Si trattava di una decisione attesa da alcuni mesi, da attivare con la massima urgenza possibile. Ma altri tre mesi sono passati da allora e ancora non si è sciolto il bandolo della matassa per poter rendere operativa quella decisione e altri mesi ancora ci vorranno per riuscirci, mentre intanto il Covid-19 ha ripreso a galoppare in tutta l’Europa.
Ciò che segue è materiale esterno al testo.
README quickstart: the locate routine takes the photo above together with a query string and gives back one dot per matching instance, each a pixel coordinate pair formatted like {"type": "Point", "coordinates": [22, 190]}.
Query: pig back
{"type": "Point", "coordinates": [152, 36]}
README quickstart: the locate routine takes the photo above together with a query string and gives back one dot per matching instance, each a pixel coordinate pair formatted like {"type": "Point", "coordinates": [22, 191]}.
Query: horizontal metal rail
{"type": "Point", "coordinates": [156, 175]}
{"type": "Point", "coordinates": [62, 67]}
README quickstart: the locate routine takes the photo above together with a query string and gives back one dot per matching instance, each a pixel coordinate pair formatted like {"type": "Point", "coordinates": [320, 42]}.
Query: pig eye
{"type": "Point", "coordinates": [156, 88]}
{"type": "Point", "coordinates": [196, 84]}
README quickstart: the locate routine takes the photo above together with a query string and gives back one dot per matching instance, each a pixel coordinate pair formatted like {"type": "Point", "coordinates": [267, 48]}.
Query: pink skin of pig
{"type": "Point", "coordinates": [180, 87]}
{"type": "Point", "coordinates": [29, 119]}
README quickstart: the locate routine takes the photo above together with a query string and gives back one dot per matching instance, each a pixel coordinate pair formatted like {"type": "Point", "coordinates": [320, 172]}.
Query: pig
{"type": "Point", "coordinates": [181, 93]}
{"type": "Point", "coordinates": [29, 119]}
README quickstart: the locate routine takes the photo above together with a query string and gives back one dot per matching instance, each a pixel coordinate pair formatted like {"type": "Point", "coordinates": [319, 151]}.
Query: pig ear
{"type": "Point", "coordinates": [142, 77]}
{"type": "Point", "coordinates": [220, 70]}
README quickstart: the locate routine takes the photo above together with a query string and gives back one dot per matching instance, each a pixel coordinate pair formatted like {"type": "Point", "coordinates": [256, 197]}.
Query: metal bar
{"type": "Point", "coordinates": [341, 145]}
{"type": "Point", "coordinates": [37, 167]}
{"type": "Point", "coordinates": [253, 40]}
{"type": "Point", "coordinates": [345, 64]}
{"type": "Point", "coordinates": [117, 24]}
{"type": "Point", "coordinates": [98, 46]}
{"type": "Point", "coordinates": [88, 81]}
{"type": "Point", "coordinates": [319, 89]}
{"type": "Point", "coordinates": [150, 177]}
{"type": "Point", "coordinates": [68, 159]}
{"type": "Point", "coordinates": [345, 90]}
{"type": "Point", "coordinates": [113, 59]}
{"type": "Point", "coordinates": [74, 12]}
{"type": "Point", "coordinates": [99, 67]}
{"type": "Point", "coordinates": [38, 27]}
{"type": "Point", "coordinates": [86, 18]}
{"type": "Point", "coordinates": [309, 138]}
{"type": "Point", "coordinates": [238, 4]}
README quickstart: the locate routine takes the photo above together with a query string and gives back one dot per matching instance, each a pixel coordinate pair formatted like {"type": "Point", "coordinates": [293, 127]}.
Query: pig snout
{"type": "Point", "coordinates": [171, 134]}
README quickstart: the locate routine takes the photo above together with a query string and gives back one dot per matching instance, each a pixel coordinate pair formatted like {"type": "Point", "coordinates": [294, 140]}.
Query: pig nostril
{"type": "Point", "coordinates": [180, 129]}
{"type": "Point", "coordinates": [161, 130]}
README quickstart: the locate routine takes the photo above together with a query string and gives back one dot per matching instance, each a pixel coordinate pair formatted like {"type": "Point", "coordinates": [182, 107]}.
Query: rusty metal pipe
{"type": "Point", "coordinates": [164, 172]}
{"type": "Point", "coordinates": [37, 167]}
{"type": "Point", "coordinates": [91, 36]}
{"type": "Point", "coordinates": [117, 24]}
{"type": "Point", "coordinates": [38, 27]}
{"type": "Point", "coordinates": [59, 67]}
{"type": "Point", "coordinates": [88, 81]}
Sono ritardi che si spiegano da una parte con la natura inedita dell’operazione e dall’altra con la complessità delle procedure decisionali comunitarie. E’ la prima volta che le Istituzioni UE si trovano a dover trovare un accordo congiunto per due diverse operazioni finanziarie di grande volume tra loro strettamente intrecciate, quasi 2000 miliardi di euro, sottoposte ai vincoli derivanti dalla necessità di reperire risorse aggiuntive – la maggior parte di origine nazionale e in parte da risorse proprie UE – e dalla definizione di regole per l’accesso ai Fondi che garantiscano il rispetto dello stato di diritto, messo in pericolo da Paesi come la Polonia e l’Ungheria.
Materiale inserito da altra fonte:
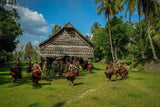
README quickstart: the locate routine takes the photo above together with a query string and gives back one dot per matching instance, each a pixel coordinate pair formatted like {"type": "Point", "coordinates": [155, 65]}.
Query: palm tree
{"type": "Point", "coordinates": [148, 8]}
{"type": "Point", "coordinates": [96, 25]}
{"type": "Point", "coordinates": [108, 8]}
Su entrambi questi versanti permane un conflitto tra le due Autorità di bilancio, il Parlamento e il Consiglio europeo, che gli intensi negoziati di questi giorni non sono ancora riusciti a risolvere. Da una parte il Parlamento chiede un rafforzamento del bilancio di circa 39 miliardi in favore di capitoli come la ricerca, migrazioni, difesa e a sostegno del programma Erasmus e maggiore severità nel rispetto delle regole della democrazia per i Paesi beneficiari dei Fondi; dall’altra il Consiglio che ritiene di aver già alzato al massimo il volume delle risorse finanziarie con la decisione del 21 luglio e che non vuole avvelenare più di quanto già non avvenga il rapporto con Paesi membri destinatari di procedure di infrazione, come appunto Polonia e Ungheria. 

Tutto questo sotto il ricatto del voto all’unanimità e con la prospettiva di dover affrontare il rischio delle ratifiche dei parlamenti nazionali. Quest’ultima esigenza impone difficili compromessi per evitare brutte sorprese, al momento non da escludere: un percorso che comunque, bene che vada, richiederà tempo e non si concluderà prima della fine dell’anno. Con la conseguenza che il Recovery Fund difficilmente potrà essere attivato per intero prima dell’estate prossima, salvo potere intervenire retroattivamente nelle condizioni consentite. Un ritardo che rischia di trascinare con sé anche il bilancio UE 2021 obbligandolo ad attivarsi conformemente alla regola dei “dodicesimi provvisori”, consentendo cioè una spesa di mese in mese non superiore al dodicesimo di quanto speso nel 2020. 

Una complicazione di cui non abbiamo proprio bisogno in una congiuntura come l’attuale e che denuncia ancora una volta l’inadeguatezza del meccanismo istituzionale e, in particolare, quello della  famigerata regola dell’unanimità che, oltre a contrastare una fondamentale regola di democrazia, indebolisce anche il processo decisionale impedendo di dare risposte urgenti, come nel caso attuale, disorientando ulteriormente i cittadini europei.